This site will be decommissioned on December 31st 2024. After that date content will be available at techdocs.broadcom.com.

VMware Carbon Black Cloud Linux Sensor 2.12 | 18 NOV 2021 | Build 2.12

Check for additions and updates to these release notes.

What's New

VMware Carbon Black Cloud Linux Sensor 2.12 includes the following improvements:

Enterprise EDR hash banning

This feature provides Enterprise EDR customers with the ability to ban process execution by hash.

Background scan

This feature enables a one-time scan of all files on an endpoint. Background scans can be enabled per policy or run on specific endpoints.

VDI improvements

The VDI workflow is enabled with the Linux 2.12 sensor. VDI auto re-registration simplifies the VDI security process for Horizon and Carbon Black Cloud admins.

VDI clones and re-registered devices inherit the policy of the primary image if one exists. Otherwise, clones and re-registered devices are assigned the Virtual Desktop policy or the Standard policy, in that order.

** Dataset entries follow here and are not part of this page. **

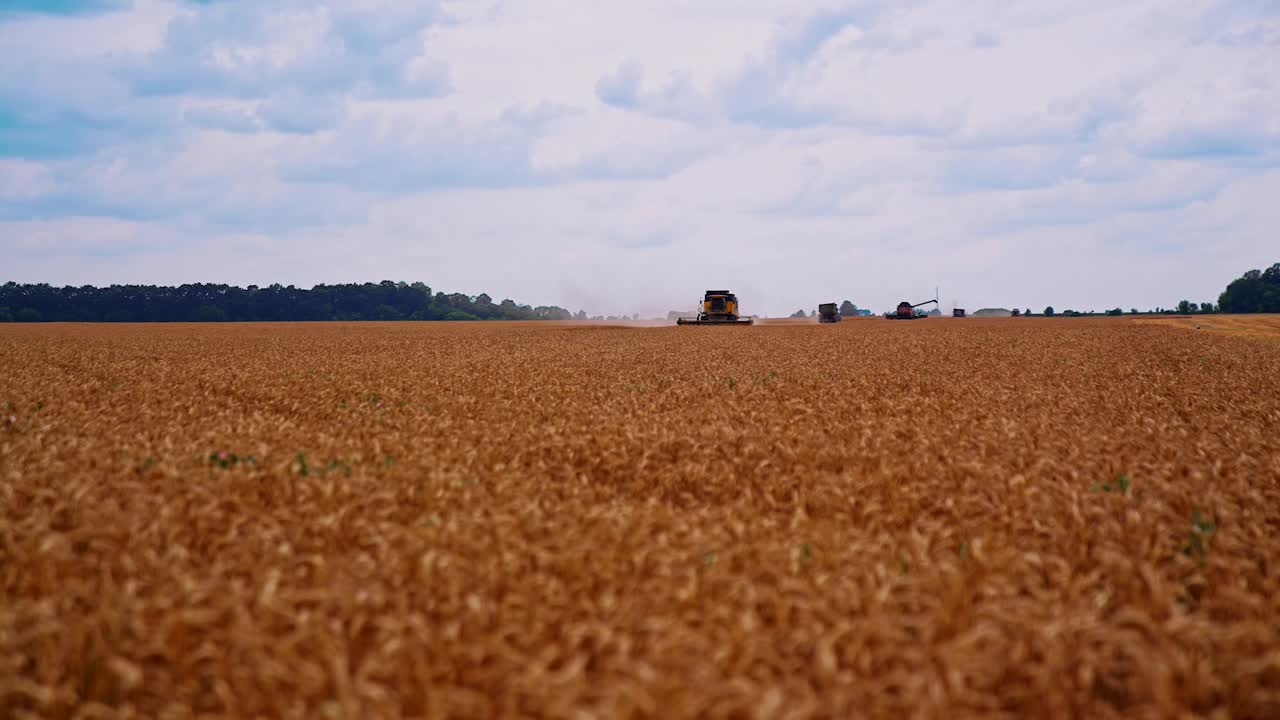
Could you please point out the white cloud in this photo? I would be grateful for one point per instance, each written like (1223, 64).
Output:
(624, 156)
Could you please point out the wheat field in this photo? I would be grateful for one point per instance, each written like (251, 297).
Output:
(938, 519)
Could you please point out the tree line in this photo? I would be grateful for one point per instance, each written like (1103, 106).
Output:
(202, 302)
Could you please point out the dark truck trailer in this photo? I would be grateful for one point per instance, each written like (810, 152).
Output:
(828, 313)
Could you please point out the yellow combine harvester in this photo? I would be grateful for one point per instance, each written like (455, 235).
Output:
(720, 308)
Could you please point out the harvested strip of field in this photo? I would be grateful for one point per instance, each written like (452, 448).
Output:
(1025, 518)
(1257, 327)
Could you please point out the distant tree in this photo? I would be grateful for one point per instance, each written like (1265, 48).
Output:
(1256, 291)
(385, 300)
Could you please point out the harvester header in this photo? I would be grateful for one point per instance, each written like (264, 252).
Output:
(718, 308)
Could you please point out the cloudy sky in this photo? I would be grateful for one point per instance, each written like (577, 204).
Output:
(621, 155)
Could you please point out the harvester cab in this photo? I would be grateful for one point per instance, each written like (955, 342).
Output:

If an organization is using sensor groups, the new device will be moved to the appropriate policy when the metadata matches. See the Sensor Installation Guide for full VDI considerations and see the in-product User Guide for more information about sensor groups.

Installation improvements

This release adds additional installation options to the Linux sensor installer, including:

  • Placing the sensor in bypass after installation
  • Disabling Live Response
  • Only registering the sensor and not starting
  • Setting the sensor policy during installation
  • Providing proxy server and port parameters to the install script.

Learn more about these new installation options in the Sensor Installation Guide.

Verified sensor upgrade

This release enforces digital signature verification of future sensor upgrades. A sensor kit that cannot be verified will not be accepted as an upgrade by 2.12+ sensors. Sensors 2.11.2 and later are enabled for signature verification.

Distribution support changes

The 2.12 release ends support for the following Linux distribution versions:

  • RHEL/CentOS/Oracle 6
  • SLES 12 (SP2, SP3)
  • OpenSUSE 42.2, 42.3
  • Ubuntu 16.04

Resolved Issues

The following issues were fixed in this version of the software.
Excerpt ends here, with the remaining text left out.